A paper from the Spring issue of the Journal of Registry Management looks at population-based cancer survival in Canada and the United States by socioeconomic status.
NAACCR colleagues, I would like to share a paper from the Spring issue of the Journal of Registry Management.
The study was a comparative analysis of cancer survival between Canada and the United States using data from the CONCORD-2 study. This was the largest such study and included survival data from 33 NPCR/SEER registries (covering 73% of the U.S. population) and 10 Canadian provincial registries (covering more than 99% of the Canadian population).
I want to thank all NAACCR registries that participated in this study. This work demonstrates the value of comparative analyses. Of critical importance is the fact that all NAACCR member registries collected and reported high-quality data using similar procedures and meeting robust quality standards.

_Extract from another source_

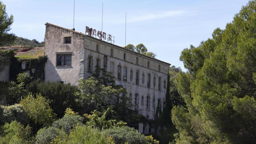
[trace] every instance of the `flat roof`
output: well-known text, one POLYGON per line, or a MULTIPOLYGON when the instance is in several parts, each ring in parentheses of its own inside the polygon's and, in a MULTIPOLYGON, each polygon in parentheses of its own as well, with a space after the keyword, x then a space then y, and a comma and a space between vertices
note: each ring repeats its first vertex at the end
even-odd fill
POLYGON ((114 45, 114 44, 112 44, 112 43, 110 43, 110 42, 105 42, 105 41, 104 41, 104 40, 100 40, 100 39, 97 39, 97 38, 94 38, 94 37, 92 37, 92 36, 90 36, 90 35, 86 35, 86 34, 85 34, 85 33, 81 33, 81 32, 78 32, 78 31, 73 31, 73 30, 72 30, 72 29, 67 29, 67 28, 64 28, 64 27, 61 27, 61 26, 57 26, 57 25, 55 25, 55 24, 51 24, 51 23, 48 23, 48 22, 47 22, 45 24, 45 25, 50 25, 52 26, 56 26, 56 27, 58 27, 59 28, 61 28, 61 29, 65 29, 65 30, 67 30, 67 31, 72 31, 72 32, 74 32, 74 33, 77 33, 77 34, 79 34, 79 35, 83 35, 83 36, 84 36, 89 37, 90 37, 90 38, 94 38, 94 39, 96 39, 96 40, 97 40, 100 41, 101 41, 101 42, 105 42, 105 43, 107 43, 107 44, 110 44, 110 45, 113 45, 113 46, 116 46, 116 47, 119 47, 121 48, 122 48, 122 49, 125 49, 126 50, 128 50, 128 51, 131 51, 131 52, 132 52, 134 53, 135 53, 135 54, 139 54, 139 55, 142 55, 142 56, 145 56, 145 57, 148 57, 148 58, 150 58, 150 59, 152 59, 154 60, 157 60, 157 61, 160 61, 160 62, 162 62, 162 63, 165 63, 166 64, 168 64, 168 65, 171 65, 171 64, 170 64, 170 63, 166 63, 166 62, 165 62, 163 61, 161 61, 161 60, 159 60, 159 59, 156 59, 156 58, 151 58, 151 57, 150 57, 148 56, 146 56, 146 55, 144 55, 144 54, 140 54, 139 53, 137 53, 137 52, 136 52, 134 51, 132 51, 132 50, 130 50, 129 49, 126 49, 126 48, 124 48, 124 47, 121 47, 121 46, 119 46, 119 45, 114 45))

Population-based cancer survival provides insight into the effectiveness of health systems to care for all residents with cancer, including those in marginalized groups.
Using CONCORD-2 data, we estimated five-year net survival among patients diagnosed 2004–2009 with one of 10 common cancers, and children diagnosed with acute lymphoblastic leukemia (ALL), by socioeconomic status (SES) quintile, age (0–14, 15–64, ≥65 years), and country (Canada or United States).
In the lowest SES quintile, survival was higher among younger Canadian adults diagnosed with liver (23% vs 15%) and cervical (78% vs 68%) cancers and with leukemia (62% vs 56%), including children diagnosed with ALL (92% vs 86%); and higher among older Americans diagnosed with colon (62% vs 56%), female breast (87% vs 80%), and prostate (97% vs 85%) cancers. In the highest SES quintile, survival was higher among younger Americans diagnosed with stomach cancer (33% vs 27%) and younger Canadians diagnosed with liver cancer (31% vs 23%); and higher among older Americans diagnosed with stomach (27% vs 22%) and prostate (99% vs 92%) cancers.
Among younger Canadian cancer patients in the lowest SES group, greater access to health care may have resulted in higher cancer survival, while higher screening prevalence and access to health insurance (Medicare) among older Americans during the period of this study may have resulted in higher survival for some screen-detected cancers. Higher survival in the highest SES group for stomach and liver may relate to treatment differences. Survival differences by age and SES between Canada and the U.S. may help inform cancer control strategies.